Society today puts too much weight on material objects, and there are too many people who own way more than they need.
Goodbye, Things: The New Japanese Minimalism
With the monthly sale right down the corner, it’s worth noting how our culture encourages us to consume material things, making it even more vague to distinguish a want from a need. It’s like breaking news all the time (Flash Sale!), and missing out would be the death of the image we want to portray.
How many shoes do we need anyway?
And it feels like we are in a rat race of endless consumerism. Does anybody actually win this thing?
I know some working people who splurge especially on pay days. And the reason why they do so is because they see it as rewarding themselves for the harwork they have done. I understand that it’s nice to treat yourself once in a while. But doing it most of the time within a month?

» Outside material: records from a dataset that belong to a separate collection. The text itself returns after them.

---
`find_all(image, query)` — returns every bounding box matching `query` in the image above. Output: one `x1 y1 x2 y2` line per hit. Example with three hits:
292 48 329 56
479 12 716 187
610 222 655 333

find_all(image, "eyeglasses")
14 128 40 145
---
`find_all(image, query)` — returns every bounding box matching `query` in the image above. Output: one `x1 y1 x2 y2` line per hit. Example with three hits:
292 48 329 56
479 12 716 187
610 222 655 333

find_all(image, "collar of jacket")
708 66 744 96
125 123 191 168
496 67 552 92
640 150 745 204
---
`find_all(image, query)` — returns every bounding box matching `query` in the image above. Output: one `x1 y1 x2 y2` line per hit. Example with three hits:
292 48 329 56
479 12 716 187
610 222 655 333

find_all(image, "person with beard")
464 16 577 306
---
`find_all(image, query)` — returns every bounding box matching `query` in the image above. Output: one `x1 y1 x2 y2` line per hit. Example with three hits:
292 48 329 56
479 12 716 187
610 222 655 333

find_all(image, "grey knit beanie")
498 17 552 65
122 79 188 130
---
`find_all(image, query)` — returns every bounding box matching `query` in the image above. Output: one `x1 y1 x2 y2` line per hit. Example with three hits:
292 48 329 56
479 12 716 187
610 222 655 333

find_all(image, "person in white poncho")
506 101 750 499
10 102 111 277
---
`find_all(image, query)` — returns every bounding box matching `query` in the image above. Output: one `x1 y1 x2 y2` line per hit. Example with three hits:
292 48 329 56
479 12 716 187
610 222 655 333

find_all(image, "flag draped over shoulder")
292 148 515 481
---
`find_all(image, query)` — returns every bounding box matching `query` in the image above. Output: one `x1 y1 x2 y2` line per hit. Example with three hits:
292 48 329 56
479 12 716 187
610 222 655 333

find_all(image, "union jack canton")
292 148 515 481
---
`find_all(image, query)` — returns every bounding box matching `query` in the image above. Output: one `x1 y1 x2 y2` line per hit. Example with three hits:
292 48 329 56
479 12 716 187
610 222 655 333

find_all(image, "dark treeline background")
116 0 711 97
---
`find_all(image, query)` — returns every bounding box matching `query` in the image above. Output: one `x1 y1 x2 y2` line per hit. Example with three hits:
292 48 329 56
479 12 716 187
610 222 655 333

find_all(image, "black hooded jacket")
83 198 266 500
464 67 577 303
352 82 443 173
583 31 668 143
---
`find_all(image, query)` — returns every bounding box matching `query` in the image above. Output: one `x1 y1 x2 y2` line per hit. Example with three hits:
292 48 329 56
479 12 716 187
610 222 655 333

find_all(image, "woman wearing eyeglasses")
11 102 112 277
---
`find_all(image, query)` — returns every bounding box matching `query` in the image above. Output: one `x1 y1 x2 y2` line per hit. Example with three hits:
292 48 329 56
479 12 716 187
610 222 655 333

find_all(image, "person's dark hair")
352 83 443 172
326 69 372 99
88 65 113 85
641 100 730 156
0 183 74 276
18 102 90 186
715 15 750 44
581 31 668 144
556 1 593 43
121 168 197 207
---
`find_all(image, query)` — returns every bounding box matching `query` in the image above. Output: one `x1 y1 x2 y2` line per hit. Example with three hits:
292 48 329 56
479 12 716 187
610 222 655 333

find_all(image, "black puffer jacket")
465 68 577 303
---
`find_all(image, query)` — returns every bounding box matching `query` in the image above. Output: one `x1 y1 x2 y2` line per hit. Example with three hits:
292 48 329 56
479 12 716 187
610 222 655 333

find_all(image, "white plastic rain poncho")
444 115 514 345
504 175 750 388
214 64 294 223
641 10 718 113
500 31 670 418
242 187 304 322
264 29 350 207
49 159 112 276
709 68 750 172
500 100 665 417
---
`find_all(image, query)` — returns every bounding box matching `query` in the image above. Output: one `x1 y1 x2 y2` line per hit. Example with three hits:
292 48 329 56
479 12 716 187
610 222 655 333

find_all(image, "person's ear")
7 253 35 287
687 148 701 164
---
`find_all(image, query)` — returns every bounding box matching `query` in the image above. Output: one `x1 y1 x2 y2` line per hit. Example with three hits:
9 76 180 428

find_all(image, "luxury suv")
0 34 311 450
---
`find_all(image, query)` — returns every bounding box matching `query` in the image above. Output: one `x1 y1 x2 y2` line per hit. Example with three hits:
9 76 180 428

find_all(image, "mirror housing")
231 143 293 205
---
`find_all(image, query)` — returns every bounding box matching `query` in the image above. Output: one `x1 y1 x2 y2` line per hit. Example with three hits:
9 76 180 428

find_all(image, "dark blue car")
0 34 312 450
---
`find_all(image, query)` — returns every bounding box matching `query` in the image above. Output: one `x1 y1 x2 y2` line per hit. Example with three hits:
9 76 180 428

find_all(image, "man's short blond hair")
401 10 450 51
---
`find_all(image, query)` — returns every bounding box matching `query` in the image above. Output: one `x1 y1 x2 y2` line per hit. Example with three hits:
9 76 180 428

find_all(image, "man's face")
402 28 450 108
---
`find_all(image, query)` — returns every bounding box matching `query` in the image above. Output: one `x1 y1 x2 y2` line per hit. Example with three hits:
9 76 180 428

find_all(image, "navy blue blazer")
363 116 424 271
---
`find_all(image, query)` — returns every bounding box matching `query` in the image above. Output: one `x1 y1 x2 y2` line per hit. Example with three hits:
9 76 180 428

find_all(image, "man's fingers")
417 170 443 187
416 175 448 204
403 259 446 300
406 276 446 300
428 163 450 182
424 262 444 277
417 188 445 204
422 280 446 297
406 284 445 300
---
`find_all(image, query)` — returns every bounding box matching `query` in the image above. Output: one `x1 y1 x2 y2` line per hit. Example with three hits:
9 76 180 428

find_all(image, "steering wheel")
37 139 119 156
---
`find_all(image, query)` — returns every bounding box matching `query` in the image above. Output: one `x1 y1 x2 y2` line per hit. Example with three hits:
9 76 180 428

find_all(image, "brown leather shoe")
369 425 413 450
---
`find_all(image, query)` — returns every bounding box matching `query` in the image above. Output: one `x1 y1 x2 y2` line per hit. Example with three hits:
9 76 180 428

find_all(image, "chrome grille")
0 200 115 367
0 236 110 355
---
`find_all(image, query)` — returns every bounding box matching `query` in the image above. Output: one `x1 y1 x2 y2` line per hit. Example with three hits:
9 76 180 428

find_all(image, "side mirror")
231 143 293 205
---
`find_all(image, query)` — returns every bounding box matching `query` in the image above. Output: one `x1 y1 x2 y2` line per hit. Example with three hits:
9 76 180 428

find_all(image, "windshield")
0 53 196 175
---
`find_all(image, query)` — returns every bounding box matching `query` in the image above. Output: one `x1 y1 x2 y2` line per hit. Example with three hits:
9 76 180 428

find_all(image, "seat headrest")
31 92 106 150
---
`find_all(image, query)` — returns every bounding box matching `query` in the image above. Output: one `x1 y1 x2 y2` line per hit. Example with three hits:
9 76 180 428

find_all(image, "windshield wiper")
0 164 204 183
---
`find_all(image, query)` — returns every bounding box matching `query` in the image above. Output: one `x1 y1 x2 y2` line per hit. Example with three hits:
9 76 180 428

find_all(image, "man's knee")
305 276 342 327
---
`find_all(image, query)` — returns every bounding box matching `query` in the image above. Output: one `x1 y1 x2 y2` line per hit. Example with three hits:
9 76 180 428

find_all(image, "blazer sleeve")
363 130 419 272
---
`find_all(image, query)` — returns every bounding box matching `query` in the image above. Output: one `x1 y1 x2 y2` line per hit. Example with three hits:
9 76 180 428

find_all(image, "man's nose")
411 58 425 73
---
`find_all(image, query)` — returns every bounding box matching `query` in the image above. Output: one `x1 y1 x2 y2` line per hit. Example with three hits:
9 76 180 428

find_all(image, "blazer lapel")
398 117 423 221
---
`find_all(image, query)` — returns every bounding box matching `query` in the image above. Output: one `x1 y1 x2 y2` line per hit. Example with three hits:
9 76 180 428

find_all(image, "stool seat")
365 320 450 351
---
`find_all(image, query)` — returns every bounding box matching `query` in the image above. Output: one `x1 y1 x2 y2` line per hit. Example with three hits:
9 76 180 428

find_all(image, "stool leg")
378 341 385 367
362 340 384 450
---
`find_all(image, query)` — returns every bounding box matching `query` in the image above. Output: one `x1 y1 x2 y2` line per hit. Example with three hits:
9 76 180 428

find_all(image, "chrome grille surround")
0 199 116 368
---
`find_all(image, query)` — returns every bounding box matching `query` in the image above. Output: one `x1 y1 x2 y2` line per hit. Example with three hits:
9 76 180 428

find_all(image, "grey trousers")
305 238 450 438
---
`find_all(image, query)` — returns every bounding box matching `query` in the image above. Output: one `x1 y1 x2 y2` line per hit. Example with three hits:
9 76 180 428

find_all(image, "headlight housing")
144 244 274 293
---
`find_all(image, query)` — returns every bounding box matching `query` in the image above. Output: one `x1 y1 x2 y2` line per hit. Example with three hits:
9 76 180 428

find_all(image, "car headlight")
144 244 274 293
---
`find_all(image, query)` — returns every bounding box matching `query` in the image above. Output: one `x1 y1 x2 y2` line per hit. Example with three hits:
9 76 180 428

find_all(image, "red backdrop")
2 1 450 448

I’ve been trapped in this mindset of splurging as a way to pay yourself but my recent read made me rethink of how I see money. That money is actually what we receive for the life-hours we poured onto our jobs. So, you can say, that your salary is somehow your life in (agreed) monetary value. (I say agreed because your salary doesn’t really define you as a person).
From Work Optional: Retire Early the Non-Penny-Pinching Way:
Reorient your thinking about money to see it as a repository of the time you spent earning it and a tool to buy that time back, instead of as a means of rewarding yourself for your work.